As part of the OrbiMed credit facility, the Company repaid in full its existing $35 million debt facility with Innovatus.

 

ATM Facility

 

On April 30, 2024, the Company entered into a sales agreement with TD Securities (USA) LLC (“TD Cowen”) with respect to an equity offering program under which the Company may offer and sell Company’s ordinary shares, no par value, having an aggregate offering price of up to USD 50.0 million from time to time, through TD Cowen as its sales agent.

 

Sales of Company’s ordinary shares, if any, in the offering may be made in sales deemed to be an “at the market offering” as defined in Rule 415(a)(4) promulgated under the Securities Act of 1933, as amended, or the Securities Act, from time to time. TD Cowen is not required to sell any specific number or dollar amount of securities but, will act as sales agent and use commercially reasonable efforts to arrange on the Company’s behalf for the sale of all ordinary shares requested to be sold by the Company, consistent with TD Cowen’s normal sales practices.
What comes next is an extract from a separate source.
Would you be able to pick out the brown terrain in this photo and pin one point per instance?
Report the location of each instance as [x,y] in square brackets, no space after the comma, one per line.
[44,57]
There is no arrangement for funds to be received in any escrow, trust or similar arrangement.

 

The Company will pay TD Cowen a commission equal to three percent (3.0%) of the gross sales price per ordinary shares sold through TD Cowen under the sales agreement and also has agreed to provide indemnification and contribution to TD Cowen with respect to certain liabilities, including liabilities under the Securities Act and the Securities Exchange Act of 1934, as amended.

 

The Company is not obligated to make any sales of ordinary shares pursuant to the sales agreement. The facility will terminate upon the earlier of (i) the sale of all ordinary shares subject to the sales agreement and (ii) the termination of the sales agreement as permitted therein. Each of the Company and TD Cowen may terminate the sales agreement at any time upon four days’ prior notice.